Let $A_i$ be the unordered pair $(g_i(x),g_i(y))$. The key claim is that $A_0, A_1, \cdots , A_k$ are all distinct, and that $A_k$ is the only pair that consists of 2 equal elements. The latter part of the claim is obvious. For the former part of the claim, if there exists 2 equal pairs $A_i$ and $A_j$ (note unordered as we can swap $x$ and $y$) where $i < j$, then we can instead use the functions $f_k, f_{k-1}, \cdots, f_{j+1}, f_i, f_{i-1}, \cdots , f_1$ instead to obtain equal final values, contradicting the assumption that $f_k, f_{k-1}, \cdots , f_1$ is a minimal length sequence.
Hence, the maximum length of the sequence is at most the number of unordered pairs of distinct elements, which is exactly $\binom{35}{2}$.
We let $S = \{0,1,\cdots , 34\}$ for convenience.
Define 2 mappings $f(x)$ and $g(x)$ as follows:
$f(x) = (x+1) \pmod {35}$.
$g(0) = 1, g(x) = x \text{ for all } 1 \leq x \leq 34$
We now attempt to use these 2 functions on $(x,y) = (1,18)$.
We use $f$ 34 times on $(1,18)$ to turn it into $(0,17)$, then $g$ to turn it into $(1,17)$. Repeating the above process another 16 times yields $(1,1)$ after $35 \times 17 = 595 = \binom{35}{2}$ functions.
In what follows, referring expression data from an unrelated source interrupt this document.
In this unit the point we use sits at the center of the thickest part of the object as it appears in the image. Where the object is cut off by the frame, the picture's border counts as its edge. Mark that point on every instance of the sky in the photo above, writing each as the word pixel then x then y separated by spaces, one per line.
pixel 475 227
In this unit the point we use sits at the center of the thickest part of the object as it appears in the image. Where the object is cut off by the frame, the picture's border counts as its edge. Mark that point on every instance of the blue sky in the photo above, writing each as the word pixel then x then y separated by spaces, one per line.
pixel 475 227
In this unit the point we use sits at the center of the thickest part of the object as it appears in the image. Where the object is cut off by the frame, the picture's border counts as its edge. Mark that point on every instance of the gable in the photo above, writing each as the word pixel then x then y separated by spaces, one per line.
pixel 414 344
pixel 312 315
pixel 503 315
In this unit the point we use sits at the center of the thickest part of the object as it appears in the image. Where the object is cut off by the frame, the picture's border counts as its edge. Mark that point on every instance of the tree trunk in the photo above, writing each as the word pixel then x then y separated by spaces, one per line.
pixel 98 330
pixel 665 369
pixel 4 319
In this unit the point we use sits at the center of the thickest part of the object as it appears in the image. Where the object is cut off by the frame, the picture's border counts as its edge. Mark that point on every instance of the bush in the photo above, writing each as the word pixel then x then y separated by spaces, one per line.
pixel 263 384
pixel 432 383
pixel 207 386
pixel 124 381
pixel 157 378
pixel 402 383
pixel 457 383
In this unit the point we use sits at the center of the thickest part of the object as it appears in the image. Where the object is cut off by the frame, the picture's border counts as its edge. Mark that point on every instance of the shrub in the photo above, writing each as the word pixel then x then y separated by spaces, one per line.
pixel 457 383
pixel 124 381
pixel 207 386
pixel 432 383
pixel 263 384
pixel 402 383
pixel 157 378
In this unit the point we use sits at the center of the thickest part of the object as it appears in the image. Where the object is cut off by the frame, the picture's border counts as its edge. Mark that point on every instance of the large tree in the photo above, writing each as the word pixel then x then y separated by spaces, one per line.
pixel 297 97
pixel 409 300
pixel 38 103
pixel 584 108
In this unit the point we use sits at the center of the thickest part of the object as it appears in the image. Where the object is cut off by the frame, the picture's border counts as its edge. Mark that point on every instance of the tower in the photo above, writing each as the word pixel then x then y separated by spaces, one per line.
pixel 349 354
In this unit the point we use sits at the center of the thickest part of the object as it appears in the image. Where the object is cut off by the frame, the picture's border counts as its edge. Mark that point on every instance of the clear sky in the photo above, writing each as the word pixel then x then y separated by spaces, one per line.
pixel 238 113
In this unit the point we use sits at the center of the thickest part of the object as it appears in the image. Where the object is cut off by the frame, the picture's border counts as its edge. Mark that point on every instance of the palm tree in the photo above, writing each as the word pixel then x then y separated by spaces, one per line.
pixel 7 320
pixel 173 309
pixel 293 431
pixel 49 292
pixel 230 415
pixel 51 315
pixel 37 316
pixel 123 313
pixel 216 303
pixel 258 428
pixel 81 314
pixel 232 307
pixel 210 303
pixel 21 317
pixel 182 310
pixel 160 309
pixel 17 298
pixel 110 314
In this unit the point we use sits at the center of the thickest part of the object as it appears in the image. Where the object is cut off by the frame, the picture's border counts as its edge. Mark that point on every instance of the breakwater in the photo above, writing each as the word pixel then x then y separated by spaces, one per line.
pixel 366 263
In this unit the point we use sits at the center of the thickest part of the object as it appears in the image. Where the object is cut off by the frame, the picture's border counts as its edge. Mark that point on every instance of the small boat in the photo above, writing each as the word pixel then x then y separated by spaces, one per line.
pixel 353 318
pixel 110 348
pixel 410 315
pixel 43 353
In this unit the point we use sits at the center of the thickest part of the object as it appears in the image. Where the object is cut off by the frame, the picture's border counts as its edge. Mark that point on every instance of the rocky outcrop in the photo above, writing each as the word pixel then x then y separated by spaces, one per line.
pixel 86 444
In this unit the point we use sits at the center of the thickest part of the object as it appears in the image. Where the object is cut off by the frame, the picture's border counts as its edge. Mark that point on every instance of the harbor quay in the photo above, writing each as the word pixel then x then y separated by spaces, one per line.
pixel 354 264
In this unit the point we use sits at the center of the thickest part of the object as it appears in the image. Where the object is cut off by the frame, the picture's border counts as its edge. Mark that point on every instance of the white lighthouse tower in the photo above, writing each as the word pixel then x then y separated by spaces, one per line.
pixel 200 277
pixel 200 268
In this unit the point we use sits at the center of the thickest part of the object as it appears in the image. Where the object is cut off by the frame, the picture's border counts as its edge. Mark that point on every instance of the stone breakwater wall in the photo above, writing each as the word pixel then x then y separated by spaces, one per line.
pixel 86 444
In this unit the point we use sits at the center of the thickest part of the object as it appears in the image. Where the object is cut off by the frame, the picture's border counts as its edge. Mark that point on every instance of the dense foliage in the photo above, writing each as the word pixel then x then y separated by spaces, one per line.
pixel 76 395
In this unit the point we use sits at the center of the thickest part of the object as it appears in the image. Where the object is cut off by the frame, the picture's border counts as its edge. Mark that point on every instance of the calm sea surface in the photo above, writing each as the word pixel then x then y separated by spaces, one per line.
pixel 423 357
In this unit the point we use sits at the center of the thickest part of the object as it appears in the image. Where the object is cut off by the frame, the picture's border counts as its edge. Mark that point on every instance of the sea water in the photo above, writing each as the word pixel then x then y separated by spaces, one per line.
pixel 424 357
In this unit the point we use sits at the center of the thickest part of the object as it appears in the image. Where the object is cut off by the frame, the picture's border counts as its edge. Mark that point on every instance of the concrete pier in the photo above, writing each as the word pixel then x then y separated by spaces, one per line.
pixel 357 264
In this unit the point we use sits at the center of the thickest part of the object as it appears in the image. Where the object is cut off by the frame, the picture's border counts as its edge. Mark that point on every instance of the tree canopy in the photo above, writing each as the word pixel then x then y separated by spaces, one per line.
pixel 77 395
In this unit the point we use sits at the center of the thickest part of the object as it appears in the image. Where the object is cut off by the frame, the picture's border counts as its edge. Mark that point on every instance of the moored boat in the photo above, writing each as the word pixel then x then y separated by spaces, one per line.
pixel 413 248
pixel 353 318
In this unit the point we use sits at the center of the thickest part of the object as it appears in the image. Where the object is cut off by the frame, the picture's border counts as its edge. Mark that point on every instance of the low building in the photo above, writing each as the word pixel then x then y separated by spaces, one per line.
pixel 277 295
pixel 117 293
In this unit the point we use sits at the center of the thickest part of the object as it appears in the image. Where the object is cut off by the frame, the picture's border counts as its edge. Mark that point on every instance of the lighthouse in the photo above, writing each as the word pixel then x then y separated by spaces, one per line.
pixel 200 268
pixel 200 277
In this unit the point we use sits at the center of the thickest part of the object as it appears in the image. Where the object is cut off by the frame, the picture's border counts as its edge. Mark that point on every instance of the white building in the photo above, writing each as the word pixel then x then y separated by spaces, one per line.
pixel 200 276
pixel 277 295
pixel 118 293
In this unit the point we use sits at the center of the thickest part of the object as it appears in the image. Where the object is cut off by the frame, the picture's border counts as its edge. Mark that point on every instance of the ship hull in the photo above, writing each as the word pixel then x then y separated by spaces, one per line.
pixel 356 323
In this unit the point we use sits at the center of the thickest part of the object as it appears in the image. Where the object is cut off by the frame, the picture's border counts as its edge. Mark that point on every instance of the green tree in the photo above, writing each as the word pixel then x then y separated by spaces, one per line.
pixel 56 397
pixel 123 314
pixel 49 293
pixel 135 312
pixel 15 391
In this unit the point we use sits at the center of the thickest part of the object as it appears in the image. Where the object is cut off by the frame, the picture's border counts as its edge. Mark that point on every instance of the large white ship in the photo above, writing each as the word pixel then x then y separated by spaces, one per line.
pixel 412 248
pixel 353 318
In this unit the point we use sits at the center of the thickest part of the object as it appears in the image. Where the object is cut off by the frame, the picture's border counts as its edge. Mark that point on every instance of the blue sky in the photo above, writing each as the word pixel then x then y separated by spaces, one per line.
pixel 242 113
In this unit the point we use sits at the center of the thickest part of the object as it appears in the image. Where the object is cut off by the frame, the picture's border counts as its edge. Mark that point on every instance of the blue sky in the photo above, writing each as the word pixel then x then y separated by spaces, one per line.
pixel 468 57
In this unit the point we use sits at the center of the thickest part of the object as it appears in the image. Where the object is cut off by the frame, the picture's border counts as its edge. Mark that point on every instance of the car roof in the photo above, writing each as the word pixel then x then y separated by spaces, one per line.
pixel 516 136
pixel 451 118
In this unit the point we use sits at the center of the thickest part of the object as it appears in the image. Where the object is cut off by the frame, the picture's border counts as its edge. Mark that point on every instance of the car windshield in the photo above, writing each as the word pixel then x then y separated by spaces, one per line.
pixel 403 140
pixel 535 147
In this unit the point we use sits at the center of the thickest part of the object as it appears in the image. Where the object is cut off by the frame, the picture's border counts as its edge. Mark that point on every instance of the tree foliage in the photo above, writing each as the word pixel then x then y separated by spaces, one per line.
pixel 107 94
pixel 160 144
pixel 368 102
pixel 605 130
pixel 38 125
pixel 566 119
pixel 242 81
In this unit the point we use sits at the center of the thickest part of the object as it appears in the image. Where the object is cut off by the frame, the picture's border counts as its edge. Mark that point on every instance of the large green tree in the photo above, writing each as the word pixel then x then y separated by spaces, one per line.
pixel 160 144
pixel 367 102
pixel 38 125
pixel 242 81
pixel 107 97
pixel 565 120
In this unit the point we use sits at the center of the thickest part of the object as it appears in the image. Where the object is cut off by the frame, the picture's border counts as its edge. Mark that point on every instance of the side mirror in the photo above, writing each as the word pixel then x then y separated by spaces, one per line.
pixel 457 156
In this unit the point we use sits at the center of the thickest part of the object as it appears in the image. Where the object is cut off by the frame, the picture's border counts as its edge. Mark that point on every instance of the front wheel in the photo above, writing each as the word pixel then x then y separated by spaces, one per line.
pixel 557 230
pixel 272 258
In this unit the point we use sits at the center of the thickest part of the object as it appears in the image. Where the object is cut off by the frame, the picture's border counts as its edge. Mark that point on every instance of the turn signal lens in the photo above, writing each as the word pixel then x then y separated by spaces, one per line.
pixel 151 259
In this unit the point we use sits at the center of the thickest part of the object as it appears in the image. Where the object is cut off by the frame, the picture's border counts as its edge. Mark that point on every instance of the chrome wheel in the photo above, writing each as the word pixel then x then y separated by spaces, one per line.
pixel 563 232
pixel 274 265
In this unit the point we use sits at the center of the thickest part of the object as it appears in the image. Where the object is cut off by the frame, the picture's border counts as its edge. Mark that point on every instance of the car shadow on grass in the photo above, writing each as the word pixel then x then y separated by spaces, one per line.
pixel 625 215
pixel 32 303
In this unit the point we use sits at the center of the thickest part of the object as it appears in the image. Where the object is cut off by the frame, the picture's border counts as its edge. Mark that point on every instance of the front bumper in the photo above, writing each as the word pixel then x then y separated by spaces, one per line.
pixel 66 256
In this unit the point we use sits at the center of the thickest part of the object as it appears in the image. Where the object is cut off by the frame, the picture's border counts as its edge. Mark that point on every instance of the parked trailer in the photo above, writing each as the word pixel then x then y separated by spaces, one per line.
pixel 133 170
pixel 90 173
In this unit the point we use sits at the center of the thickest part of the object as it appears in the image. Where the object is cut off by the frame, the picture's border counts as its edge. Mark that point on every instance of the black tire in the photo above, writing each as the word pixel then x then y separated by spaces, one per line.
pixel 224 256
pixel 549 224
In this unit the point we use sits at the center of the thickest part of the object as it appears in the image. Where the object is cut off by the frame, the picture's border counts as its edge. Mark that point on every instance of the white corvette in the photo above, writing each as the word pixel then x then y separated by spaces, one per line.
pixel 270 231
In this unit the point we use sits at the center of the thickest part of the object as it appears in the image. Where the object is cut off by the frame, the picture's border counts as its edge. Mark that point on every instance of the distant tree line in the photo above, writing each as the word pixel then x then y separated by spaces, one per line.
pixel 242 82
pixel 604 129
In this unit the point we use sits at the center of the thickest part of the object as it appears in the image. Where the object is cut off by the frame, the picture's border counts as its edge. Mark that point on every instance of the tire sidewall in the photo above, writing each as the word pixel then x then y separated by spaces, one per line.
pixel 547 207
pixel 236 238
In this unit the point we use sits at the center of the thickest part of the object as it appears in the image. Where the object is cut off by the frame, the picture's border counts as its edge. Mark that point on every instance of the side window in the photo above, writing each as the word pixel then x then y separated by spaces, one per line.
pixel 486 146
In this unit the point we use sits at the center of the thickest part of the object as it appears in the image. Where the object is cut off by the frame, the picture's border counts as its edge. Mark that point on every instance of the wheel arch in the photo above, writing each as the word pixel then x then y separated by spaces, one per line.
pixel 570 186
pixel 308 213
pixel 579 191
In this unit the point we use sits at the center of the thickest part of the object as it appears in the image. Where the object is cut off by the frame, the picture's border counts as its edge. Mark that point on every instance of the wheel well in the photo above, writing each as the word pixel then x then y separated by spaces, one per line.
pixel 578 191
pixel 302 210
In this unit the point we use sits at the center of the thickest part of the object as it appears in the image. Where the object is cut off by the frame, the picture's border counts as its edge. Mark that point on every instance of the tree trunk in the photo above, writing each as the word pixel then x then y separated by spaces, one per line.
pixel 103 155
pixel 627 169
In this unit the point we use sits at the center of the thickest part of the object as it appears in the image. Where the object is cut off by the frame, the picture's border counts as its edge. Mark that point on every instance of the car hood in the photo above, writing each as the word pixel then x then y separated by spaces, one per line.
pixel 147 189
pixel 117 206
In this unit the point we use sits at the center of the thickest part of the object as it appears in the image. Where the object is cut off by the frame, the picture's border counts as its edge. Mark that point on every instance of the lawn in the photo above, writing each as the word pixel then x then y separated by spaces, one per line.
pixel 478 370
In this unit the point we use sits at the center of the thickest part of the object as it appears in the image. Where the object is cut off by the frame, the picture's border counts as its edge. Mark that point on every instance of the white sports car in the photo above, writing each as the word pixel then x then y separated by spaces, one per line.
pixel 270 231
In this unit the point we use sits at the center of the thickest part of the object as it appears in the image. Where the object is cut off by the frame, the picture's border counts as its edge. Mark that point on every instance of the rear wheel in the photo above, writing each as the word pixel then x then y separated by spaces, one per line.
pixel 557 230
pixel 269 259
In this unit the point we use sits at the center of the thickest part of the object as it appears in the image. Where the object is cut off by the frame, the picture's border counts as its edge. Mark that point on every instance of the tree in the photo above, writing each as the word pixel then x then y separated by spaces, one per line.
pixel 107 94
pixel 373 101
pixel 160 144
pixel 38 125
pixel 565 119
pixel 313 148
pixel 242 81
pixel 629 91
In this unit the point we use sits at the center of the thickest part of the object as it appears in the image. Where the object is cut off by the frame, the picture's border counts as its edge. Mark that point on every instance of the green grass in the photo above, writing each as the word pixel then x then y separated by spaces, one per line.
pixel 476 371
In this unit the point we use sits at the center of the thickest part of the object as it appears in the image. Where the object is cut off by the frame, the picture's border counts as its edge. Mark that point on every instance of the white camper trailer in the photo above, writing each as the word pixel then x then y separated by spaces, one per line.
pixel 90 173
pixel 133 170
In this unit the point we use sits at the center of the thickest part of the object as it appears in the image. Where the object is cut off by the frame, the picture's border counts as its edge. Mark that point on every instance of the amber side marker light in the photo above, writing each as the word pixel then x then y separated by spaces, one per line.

To show that this is minimal, we look at how we use the function $g$. We should only always increase or always decrease the quantity $y - x \pmod {35}$ (decreasing being $17 \rightarrow 16 \rightarrow \cdots \rightarrow 0$ and increasing being $17 \rightarrow 18 \rightarrow \cdots \rightarrow 34 \rightarrow 0$, and consecutive uses of $g$ to decrease this quantity requires 34 uses of $f$ to bring the pair back to 0 (similarly for increasing the quantity). It happens that decreasing $y - x \pmod {35}$ uses less functions.
Hence $m = \binom{35}{2}$ and we are done.
Wow, nice!
mathaddiction
21.08.2021 05:54
The answer is $\binom{35}{2}=595$. We first show $m\leq 595$. Indeed, for each $(x,y)\in S^2$ define $\delta(x,y)$ to be the minimum number such that there exists $f_1,...,f_{\delta(x,y)}$ with $$f_{\delta(x,y)}(...f_1(x))...)=f_{\delta(x,y)}(...f_1(y))...)$$Let $(x_1,y_1)\in S^2$ be the point such that $\delta(x_1,y_1)=m$ is maximized, now it is easy to see that $$\delta(f_i(...f_1(x)...),f_i(...f_1(y)...)=m-i$$Therefore, each $(f_i(...f_1(x)...),f_i(f_1(y)...))$ are distinct elements in $S^2$, hence $$m\leq |S^2|=\binom{35}{2}=595$$ On the other hand, define $$g(x)=\begin{cases}x&\text{ if }x\neq 1,2\\1&\text{ if }x=1,2\end{cases}$$and $$h(x)=x-1$$it is easy to see that $m\geq 595$.